- 47% dos brasileiros apresentam estresse financeiro alto e 48% têm estresse médio, segundo pesquisa da Anbima em parceria com o Datafolha, em 2025.
- Entre quem tem alto estresse financeiro, 53% são mulheres.
- 37% dos mais estressados com dinheiro têm entre 45 e 64 anos.
- 49% dos entrevistados afirmam trabalhar em excesso para pagar as contas e 29% relatam discórdia financeira em casa.
- Debts afetam sono e saúde mental; renegociações como o Desenrola Brasil são citadas como caminho, desde que haja educação financeira acompanhando as medidas.
Após levantamento da Anbima em parceria com o Datafolha, 47% dos brasileiros apresentam estresse financeiro alto e 48% médio.

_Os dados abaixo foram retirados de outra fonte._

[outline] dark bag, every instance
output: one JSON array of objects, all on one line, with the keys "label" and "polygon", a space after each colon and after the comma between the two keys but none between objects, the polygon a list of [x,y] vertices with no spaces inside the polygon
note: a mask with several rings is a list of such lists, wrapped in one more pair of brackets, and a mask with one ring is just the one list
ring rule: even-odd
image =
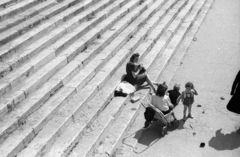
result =
[{"label": "dark bag", "polygon": [[147,70],[143,67],[140,71],[139,71],[139,74],[143,74],[145,73]]},{"label": "dark bag", "polygon": [[238,95],[232,96],[230,101],[227,104],[228,111],[240,114],[240,99]]},{"label": "dark bag", "polygon": [[147,107],[146,111],[144,112],[145,120],[151,122],[153,120],[154,114],[155,110],[152,109],[151,107]]}]

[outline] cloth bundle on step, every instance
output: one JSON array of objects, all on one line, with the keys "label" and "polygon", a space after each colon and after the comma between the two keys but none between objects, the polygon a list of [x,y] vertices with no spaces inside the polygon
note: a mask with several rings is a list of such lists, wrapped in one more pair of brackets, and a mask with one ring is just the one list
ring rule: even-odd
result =
[{"label": "cloth bundle on step", "polygon": [[127,81],[122,81],[117,88],[115,89],[115,96],[124,96],[126,97],[129,94],[132,94],[136,91],[135,87],[128,83]]}]

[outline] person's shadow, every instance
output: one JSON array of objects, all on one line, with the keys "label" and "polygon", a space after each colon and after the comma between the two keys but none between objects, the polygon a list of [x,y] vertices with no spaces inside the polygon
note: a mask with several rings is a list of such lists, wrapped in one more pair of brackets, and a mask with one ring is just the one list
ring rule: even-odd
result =
[{"label": "person's shadow", "polygon": [[216,136],[213,137],[208,145],[216,150],[233,150],[240,147],[240,133],[238,131],[230,134],[221,133],[222,129],[216,131]]}]

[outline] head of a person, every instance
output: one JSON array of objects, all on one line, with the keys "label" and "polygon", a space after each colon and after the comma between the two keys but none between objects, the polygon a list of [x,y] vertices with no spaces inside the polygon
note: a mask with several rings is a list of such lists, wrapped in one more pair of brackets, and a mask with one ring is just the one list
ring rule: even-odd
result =
[{"label": "head of a person", "polygon": [[175,84],[174,86],[173,86],[173,90],[175,90],[175,91],[180,91],[180,84]]},{"label": "head of a person", "polygon": [[187,82],[187,83],[185,84],[185,88],[186,88],[186,89],[192,89],[192,88],[193,88],[193,83],[192,83],[192,82]]},{"label": "head of a person", "polygon": [[156,95],[160,96],[160,97],[164,96],[167,92],[167,89],[168,89],[168,86],[167,86],[166,82],[159,84]]},{"label": "head of a person", "polygon": [[139,59],[139,53],[134,53],[131,57],[130,57],[130,62],[133,62],[133,63],[137,63],[138,62],[138,59]]}]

O estudo, de 2025, compõe o raio-X do investidor e envolve respostas sobre comportamento financeiro e saúde mental.
A pesquisa aponta que 37% dos respondentes com alto estresse financeiro têm entre 45 e 64 anos. Além disso, 53% das pessoas com alto estresse financeiro são mulheres. Quase metade admite trabalhar em excesso para pagar as contas.
O sintoma mais comum é a dificuldade de dormir, citado por 37% dos entrevistados. Problemas financeiros também geram discórdia em casa, segundo 29%, e inibe o diálogo entre familiares sobre o tema.
Dados e consequências
Entre as causas apontadas, a relação entre dívidas e dificuldade de poupar impacta a saúde mental e a produtividade. Profissionais endividados costumam evitar falar sobre finanças, o que agrava o problema.
No caso de Leonir de Souza, bióloga de 54 anos, dívidas antigas impactam até o lazer. Ela acumula cartões de crédito e consignados, com parcelas que reduzem a renda mensal da professora da Unir.
Para tentar resolver, Leonir passou a registrar gastos em planilha e suspendeu o uso de cartão. Ela acredita que quitar dívidas é essencial para envelhecer com tranquilidade financeiramente.
Possíveis soluções
Billi destaca que conhecer o tamanho real das dívidas é o primeiro passo para o equacionamento. A taxa de inadimplência de 2025 foi de 29% da população pesquisada.
Programas de renegociação, como o Desenrola Brasil, podem reduzir o estresse, desde que haja educação financeira integrada. A orientação é combinar ações públicas e privadas para evitar recaídas.